The candy market in the U.S. is not as sweet any longer for Nestle SA. The Swiss food behemoth is considering selling its business in the U.S. that makes sugary candy including well known products such as Butterfinger, LaffyTaffy and Crunch.
For many who are not fully aware, Nestle is much more than just chocolate and the anemic growth across the entire food industry in the U.S. had been driving the reshuffling of company assets as megamergers are being considered by heavyweights in the industry. Chocolate has not been shielded from the broader slowdown of the industry.
The projected annual growth rate over the upcoming five years for both sugar confectionery and chocolate in North America is just 2%, shows data from Euromonitor International.
Nestle’s business in specific suffered a drop in the first quarter of this year and has lost some of its market share.
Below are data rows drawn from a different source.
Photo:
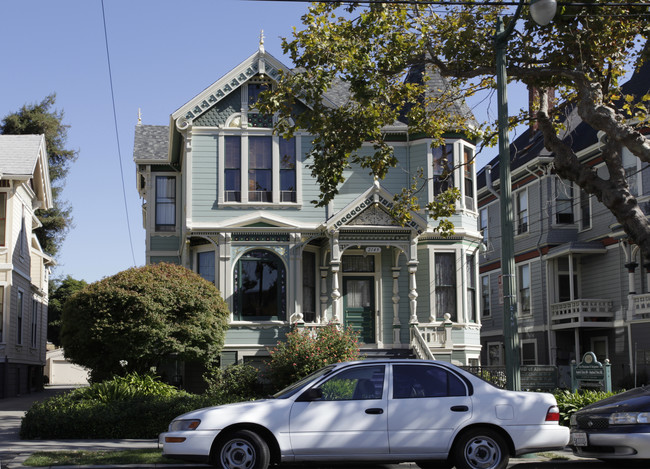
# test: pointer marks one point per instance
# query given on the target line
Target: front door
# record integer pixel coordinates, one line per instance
(359, 306)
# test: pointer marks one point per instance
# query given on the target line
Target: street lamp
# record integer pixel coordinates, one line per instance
(542, 12)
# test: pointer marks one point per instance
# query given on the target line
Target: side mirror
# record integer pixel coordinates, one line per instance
(312, 394)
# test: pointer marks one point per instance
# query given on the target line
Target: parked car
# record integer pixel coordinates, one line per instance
(429, 412)
(615, 428)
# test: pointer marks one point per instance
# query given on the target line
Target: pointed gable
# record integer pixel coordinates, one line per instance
(372, 208)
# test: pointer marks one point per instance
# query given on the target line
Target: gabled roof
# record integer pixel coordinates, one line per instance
(151, 143)
(372, 209)
(23, 157)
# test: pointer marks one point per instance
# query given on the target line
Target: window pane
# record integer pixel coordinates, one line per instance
(412, 381)
(165, 203)
(359, 383)
(205, 261)
(358, 263)
(260, 282)
(445, 265)
(309, 286)
(259, 153)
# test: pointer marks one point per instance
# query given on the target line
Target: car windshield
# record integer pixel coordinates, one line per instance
(297, 386)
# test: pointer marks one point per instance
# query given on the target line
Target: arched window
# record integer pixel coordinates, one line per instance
(260, 287)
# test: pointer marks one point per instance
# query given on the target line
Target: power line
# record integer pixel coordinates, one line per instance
(117, 134)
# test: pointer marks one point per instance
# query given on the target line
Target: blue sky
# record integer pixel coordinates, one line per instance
(162, 53)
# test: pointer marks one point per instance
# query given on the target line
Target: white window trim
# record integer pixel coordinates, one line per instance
(529, 341)
(518, 267)
(275, 171)
(556, 190)
(516, 212)
(481, 277)
(501, 353)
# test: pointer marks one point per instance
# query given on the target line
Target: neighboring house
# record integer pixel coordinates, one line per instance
(579, 283)
(226, 198)
(24, 267)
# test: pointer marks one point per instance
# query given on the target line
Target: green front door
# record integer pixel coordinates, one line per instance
(359, 306)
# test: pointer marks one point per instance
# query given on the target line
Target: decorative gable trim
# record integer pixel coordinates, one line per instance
(260, 62)
(372, 208)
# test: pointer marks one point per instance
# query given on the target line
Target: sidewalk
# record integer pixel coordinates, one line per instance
(14, 451)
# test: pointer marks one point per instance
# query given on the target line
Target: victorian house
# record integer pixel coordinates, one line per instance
(581, 284)
(24, 267)
(225, 197)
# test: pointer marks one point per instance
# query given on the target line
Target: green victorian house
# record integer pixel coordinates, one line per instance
(225, 197)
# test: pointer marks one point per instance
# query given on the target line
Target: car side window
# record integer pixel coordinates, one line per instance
(358, 383)
(418, 381)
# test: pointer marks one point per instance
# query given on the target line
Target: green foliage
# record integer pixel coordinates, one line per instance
(570, 402)
(121, 388)
(42, 119)
(135, 319)
(236, 383)
(304, 351)
(60, 291)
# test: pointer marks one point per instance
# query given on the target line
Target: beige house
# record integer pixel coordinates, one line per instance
(24, 267)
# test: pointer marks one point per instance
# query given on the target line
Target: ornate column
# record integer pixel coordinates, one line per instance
(396, 322)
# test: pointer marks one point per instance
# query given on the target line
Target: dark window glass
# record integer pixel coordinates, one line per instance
(288, 170)
(205, 261)
(359, 383)
(260, 169)
(309, 286)
(232, 169)
(165, 203)
(260, 287)
(417, 381)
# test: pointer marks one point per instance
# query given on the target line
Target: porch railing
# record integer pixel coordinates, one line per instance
(582, 313)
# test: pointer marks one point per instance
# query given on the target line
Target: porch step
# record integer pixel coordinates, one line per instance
(382, 354)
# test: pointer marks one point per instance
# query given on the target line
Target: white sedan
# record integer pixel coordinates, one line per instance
(429, 412)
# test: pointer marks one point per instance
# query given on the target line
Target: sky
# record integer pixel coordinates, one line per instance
(162, 54)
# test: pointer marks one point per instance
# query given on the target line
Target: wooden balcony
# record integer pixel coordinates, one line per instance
(582, 313)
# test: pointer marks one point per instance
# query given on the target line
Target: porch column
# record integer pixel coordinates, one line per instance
(396, 298)
(323, 294)
(631, 267)
(335, 264)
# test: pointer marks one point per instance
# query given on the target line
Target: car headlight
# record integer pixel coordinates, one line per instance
(182, 425)
(629, 418)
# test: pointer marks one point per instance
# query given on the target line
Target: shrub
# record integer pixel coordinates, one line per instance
(132, 406)
(235, 383)
(303, 352)
(570, 402)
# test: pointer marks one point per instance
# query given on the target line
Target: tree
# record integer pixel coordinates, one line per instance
(582, 55)
(137, 318)
(60, 291)
(42, 119)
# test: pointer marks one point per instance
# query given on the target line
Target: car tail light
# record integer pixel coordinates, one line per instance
(553, 414)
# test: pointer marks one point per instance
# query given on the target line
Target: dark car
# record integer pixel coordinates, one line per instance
(615, 428)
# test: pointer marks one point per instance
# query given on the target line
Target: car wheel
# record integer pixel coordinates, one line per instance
(242, 449)
(480, 448)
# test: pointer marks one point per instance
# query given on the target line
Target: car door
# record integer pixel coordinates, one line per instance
(349, 418)
(427, 404)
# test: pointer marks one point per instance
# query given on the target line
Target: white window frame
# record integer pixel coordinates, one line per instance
(518, 269)
(500, 360)
(581, 222)
(563, 190)
(489, 295)
(528, 342)
(517, 199)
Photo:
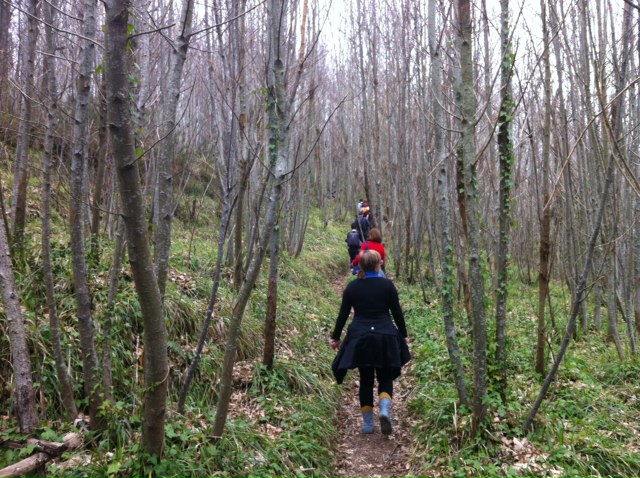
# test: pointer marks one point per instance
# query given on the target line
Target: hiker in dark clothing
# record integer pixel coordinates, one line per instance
(362, 225)
(353, 244)
(373, 344)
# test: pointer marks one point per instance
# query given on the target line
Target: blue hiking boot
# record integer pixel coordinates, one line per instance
(367, 422)
(385, 416)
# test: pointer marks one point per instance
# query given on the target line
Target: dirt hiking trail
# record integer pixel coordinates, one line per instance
(374, 455)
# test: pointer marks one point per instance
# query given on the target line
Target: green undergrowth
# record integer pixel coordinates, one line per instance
(281, 421)
(586, 427)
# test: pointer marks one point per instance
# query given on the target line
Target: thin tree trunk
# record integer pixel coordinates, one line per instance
(114, 276)
(156, 368)
(91, 372)
(21, 167)
(272, 301)
(545, 225)
(5, 54)
(505, 150)
(446, 219)
(98, 186)
(66, 388)
(581, 287)
(243, 163)
(23, 393)
(468, 104)
(213, 297)
(277, 128)
(166, 154)
(581, 291)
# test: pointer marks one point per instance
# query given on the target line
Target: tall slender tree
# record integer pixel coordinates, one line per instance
(164, 184)
(23, 393)
(277, 127)
(156, 368)
(21, 165)
(66, 388)
(468, 105)
(505, 151)
(77, 208)
(446, 213)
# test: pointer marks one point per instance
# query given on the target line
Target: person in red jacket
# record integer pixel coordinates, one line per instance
(374, 243)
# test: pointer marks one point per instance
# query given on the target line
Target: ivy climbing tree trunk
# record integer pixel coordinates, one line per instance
(505, 153)
(277, 126)
(545, 224)
(156, 368)
(444, 192)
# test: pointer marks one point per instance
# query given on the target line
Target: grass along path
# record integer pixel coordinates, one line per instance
(374, 455)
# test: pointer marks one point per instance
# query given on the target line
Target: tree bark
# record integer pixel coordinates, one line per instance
(272, 301)
(468, 105)
(446, 219)
(545, 225)
(213, 297)
(166, 154)
(277, 127)
(120, 127)
(91, 371)
(21, 167)
(23, 393)
(66, 388)
(505, 151)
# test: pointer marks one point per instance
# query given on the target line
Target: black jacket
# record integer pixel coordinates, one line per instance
(372, 339)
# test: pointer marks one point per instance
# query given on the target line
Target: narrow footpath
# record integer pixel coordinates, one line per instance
(374, 455)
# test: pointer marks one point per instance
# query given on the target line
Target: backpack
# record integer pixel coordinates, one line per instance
(353, 239)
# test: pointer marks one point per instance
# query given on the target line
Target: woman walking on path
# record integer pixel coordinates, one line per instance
(373, 344)
(374, 243)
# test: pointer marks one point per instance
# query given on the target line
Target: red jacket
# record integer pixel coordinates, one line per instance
(374, 246)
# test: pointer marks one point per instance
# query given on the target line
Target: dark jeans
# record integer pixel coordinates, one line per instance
(353, 252)
(367, 375)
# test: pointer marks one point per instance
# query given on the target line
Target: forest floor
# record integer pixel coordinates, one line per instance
(374, 455)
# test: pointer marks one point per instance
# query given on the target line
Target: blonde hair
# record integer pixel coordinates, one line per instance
(369, 261)
(375, 235)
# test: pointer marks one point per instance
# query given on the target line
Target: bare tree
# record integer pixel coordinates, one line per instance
(505, 150)
(91, 369)
(21, 169)
(164, 185)
(120, 126)
(545, 224)
(468, 104)
(23, 393)
(66, 388)
(277, 128)
(446, 215)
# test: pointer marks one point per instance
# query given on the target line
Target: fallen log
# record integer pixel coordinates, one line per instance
(46, 451)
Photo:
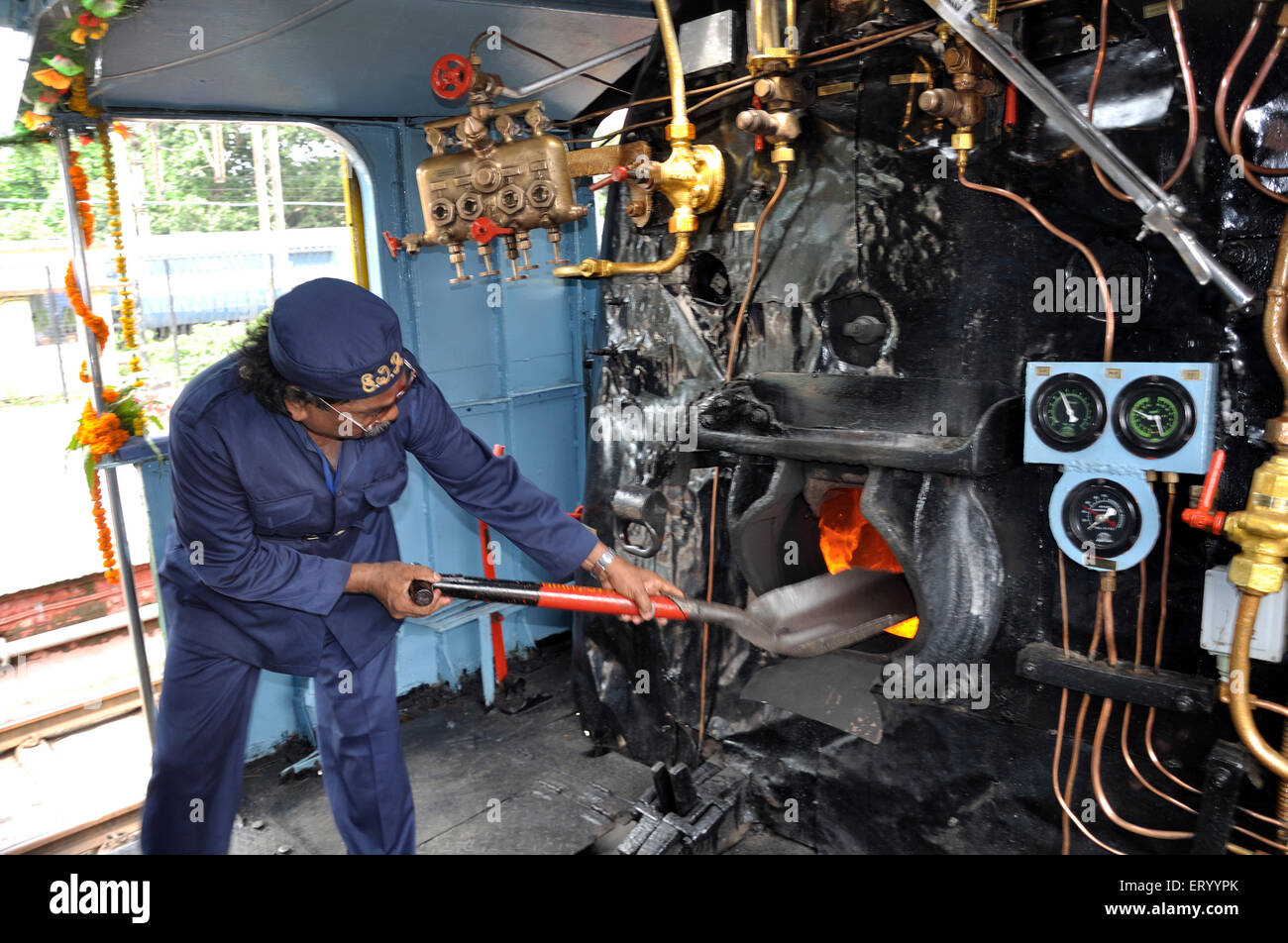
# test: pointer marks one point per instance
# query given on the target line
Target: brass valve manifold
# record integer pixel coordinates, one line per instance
(691, 178)
(1261, 531)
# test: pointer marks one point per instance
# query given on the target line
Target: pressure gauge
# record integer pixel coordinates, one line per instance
(1068, 412)
(1154, 416)
(1102, 518)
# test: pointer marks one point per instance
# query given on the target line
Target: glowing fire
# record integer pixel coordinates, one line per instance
(848, 540)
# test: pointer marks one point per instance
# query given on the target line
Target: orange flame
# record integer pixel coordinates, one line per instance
(848, 540)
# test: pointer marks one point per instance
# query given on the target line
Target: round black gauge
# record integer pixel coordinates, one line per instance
(1103, 515)
(1068, 412)
(1153, 416)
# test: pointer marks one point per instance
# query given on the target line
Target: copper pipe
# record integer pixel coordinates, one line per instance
(1224, 89)
(1167, 561)
(715, 478)
(1240, 707)
(1257, 703)
(1236, 128)
(1282, 810)
(1077, 727)
(1276, 312)
(1055, 785)
(1107, 707)
(1107, 594)
(1059, 234)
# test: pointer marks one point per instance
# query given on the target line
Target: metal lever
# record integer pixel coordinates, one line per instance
(1160, 213)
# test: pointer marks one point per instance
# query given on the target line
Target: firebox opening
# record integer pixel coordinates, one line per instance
(849, 541)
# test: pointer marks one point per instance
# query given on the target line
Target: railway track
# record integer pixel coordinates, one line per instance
(71, 718)
(82, 838)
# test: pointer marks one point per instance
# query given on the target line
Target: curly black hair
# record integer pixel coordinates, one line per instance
(261, 377)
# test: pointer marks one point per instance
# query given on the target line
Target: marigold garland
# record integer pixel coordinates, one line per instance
(80, 183)
(104, 534)
(78, 98)
(101, 434)
(114, 214)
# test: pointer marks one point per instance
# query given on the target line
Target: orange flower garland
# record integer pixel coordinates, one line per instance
(80, 184)
(78, 98)
(93, 321)
(104, 434)
(114, 211)
(104, 535)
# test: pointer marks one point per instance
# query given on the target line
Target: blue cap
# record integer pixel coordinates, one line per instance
(335, 339)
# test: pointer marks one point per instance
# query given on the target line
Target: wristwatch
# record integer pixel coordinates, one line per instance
(600, 565)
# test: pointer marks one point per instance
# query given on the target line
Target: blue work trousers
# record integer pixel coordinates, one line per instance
(197, 764)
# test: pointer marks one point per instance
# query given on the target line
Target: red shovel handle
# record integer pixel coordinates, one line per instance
(546, 595)
(593, 599)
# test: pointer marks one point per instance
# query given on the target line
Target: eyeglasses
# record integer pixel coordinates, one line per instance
(375, 415)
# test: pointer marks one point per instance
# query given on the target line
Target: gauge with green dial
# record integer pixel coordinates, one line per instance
(1068, 412)
(1153, 416)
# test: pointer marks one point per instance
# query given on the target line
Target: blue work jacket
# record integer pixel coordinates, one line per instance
(259, 549)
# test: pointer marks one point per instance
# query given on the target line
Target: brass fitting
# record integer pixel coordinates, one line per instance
(1261, 531)
(692, 178)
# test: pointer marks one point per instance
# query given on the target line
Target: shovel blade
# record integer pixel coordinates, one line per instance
(859, 603)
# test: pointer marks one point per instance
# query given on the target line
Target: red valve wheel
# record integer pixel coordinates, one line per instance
(451, 76)
(483, 230)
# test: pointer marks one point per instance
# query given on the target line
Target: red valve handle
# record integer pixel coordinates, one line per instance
(616, 175)
(451, 76)
(1202, 517)
(483, 230)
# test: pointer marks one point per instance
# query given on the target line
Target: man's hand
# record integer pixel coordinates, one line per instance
(390, 581)
(636, 583)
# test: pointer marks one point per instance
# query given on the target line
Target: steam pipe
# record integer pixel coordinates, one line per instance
(603, 268)
(574, 71)
(675, 71)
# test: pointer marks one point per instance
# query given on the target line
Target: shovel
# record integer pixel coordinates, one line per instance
(806, 618)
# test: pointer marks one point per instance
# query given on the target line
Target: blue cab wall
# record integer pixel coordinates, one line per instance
(511, 369)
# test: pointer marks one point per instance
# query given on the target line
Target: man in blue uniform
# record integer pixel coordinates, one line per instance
(284, 459)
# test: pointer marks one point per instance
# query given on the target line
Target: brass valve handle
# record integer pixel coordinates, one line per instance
(616, 175)
(393, 243)
(483, 231)
(1202, 517)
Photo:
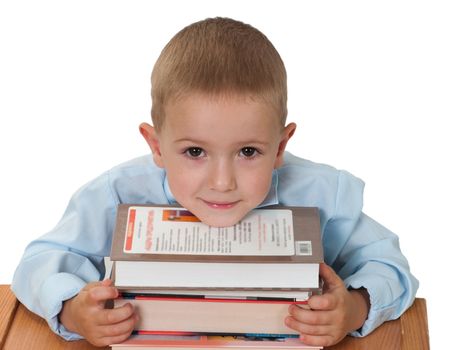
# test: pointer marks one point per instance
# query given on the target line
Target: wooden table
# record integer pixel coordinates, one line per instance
(21, 329)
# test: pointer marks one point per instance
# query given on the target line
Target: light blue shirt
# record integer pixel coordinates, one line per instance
(365, 254)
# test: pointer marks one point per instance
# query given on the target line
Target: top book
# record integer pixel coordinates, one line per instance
(149, 239)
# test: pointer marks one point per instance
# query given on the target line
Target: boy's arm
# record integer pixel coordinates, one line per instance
(367, 255)
(372, 259)
(55, 267)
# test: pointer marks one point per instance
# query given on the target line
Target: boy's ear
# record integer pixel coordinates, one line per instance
(287, 133)
(152, 140)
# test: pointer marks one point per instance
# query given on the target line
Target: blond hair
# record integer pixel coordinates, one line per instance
(220, 57)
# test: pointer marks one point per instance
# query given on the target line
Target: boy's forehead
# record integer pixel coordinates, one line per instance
(227, 116)
(193, 103)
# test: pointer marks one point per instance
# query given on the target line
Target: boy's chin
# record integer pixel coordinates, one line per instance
(220, 220)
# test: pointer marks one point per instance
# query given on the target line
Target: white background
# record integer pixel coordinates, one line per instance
(377, 88)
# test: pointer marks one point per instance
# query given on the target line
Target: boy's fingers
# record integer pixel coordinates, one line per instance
(322, 302)
(101, 293)
(113, 316)
(114, 340)
(317, 340)
(330, 278)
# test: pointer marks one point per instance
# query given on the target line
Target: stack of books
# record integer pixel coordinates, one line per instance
(196, 286)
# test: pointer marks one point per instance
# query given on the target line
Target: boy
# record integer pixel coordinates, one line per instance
(218, 149)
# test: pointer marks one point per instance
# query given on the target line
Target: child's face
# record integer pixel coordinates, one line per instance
(219, 154)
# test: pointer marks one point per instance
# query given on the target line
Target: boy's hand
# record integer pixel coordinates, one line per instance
(333, 314)
(85, 314)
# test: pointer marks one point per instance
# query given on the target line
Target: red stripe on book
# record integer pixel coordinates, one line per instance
(130, 229)
(220, 300)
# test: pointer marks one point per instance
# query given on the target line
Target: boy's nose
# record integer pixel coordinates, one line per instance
(222, 177)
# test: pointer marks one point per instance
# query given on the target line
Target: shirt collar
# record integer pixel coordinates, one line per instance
(271, 197)
(168, 193)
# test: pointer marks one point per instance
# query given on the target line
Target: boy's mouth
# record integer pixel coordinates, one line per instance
(220, 205)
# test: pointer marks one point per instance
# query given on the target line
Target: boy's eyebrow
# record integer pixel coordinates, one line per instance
(245, 142)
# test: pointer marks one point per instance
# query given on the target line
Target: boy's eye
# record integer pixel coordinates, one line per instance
(194, 152)
(248, 152)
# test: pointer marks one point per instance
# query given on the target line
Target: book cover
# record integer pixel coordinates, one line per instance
(275, 234)
(213, 342)
(166, 247)
(211, 315)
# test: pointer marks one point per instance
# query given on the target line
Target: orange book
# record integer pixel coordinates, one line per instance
(166, 247)
(199, 342)
(203, 315)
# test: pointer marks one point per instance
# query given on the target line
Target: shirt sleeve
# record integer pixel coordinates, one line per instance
(366, 254)
(55, 267)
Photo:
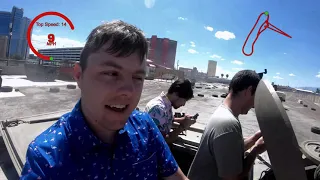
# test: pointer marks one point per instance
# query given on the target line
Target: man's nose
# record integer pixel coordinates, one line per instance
(127, 88)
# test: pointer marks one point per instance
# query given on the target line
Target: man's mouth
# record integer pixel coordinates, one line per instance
(117, 107)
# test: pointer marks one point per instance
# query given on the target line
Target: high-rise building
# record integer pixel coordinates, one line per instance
(5, 20)
(24, 49)
(63, 54)
(162, 51)
(3, 46)
(14, 40)
(15, 26)
(212, 67)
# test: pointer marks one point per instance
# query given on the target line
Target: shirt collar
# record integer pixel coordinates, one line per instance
(82, 137)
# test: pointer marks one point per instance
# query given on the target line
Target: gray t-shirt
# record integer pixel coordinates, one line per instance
(221, 150)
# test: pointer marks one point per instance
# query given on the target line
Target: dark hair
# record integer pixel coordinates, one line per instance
(126, 39)
(244, 79)
(183, 89)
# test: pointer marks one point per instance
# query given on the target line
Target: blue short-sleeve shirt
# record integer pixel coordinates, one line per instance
(70, 150)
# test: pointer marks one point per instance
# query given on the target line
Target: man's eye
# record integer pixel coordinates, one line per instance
(110, 73)
(138, 78)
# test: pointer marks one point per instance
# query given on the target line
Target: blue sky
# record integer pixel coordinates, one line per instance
(185, 21)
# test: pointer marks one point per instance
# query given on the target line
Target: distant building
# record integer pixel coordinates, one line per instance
(3, 46)
(212, 67)
(162, 51)
(63, 54)
(5, 19)
(15, 26)
(186, 71)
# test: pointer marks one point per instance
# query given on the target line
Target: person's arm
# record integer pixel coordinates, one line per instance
(173, 135)
(158, 115)
(34, 167)
(249, 142)
(168, 167)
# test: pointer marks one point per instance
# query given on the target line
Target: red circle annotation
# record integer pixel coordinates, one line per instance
(41, 56)
(262, 28)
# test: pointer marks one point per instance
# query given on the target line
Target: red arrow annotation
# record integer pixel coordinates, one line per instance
(262, 28)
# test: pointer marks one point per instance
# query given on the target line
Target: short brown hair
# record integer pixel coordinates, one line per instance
(126, 39)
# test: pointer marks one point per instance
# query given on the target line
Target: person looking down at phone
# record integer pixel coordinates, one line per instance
(104, 137)
(221, 154)
(160, 109)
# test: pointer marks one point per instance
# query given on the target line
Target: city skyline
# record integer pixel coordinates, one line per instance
(14, 26)
(204, 30)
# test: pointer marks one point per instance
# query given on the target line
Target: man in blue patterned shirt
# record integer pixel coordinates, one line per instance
(103, 137)
(160, 109)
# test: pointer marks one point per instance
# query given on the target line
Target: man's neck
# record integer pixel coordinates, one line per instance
(103, 134)
(234, 104)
For business purposes it makes sense to move out of the market, as margins lag behind the company’s global average.
The products in its U.S. business are not in line with the company’s move toward foods that are healthier, even though Ulf Mark Schneider the new CEO said no contradiction exists between healthy eating and chocolate.
It appears that Nestle has finally listened to others that have said if the company was interested in moving forward with the U.S. candy business it would invest in it and if the company did not have plans to make that type of investment it should let it go so it stops dragging on the overall financial numbers.
As ways of boosting its sales as well as margins are sought by Nestle, Crunch and Butterfinger bars have been put on the chopping block.
The U.S. candy industry is dominated by Mars Inc. and Hershey Co. and both could be interested in scooping up the likes of Crunch and Butterfinger.
Whoever ends up buying the U.S. confectionery unit of Nestle would have a significant presence in the country that consumes more candy than any other.
Snacks company Mondelez International the maker of Sour Patch Kids and the iconic Oreo cookie could increase its offerings with strong names from Nestle.
While Mondelez was spun off from Kraft Foods in what was thought because of targeting international markets that were faster growing, it made a failed attempt at buying out Hershey in 2016.
Nestle’s U.S. confectionery industry generated over 900 million Swiss francs during 2016 or approximately $923 million.
Acquisitions of food companies can be two times sales or bigger for sustainable brands.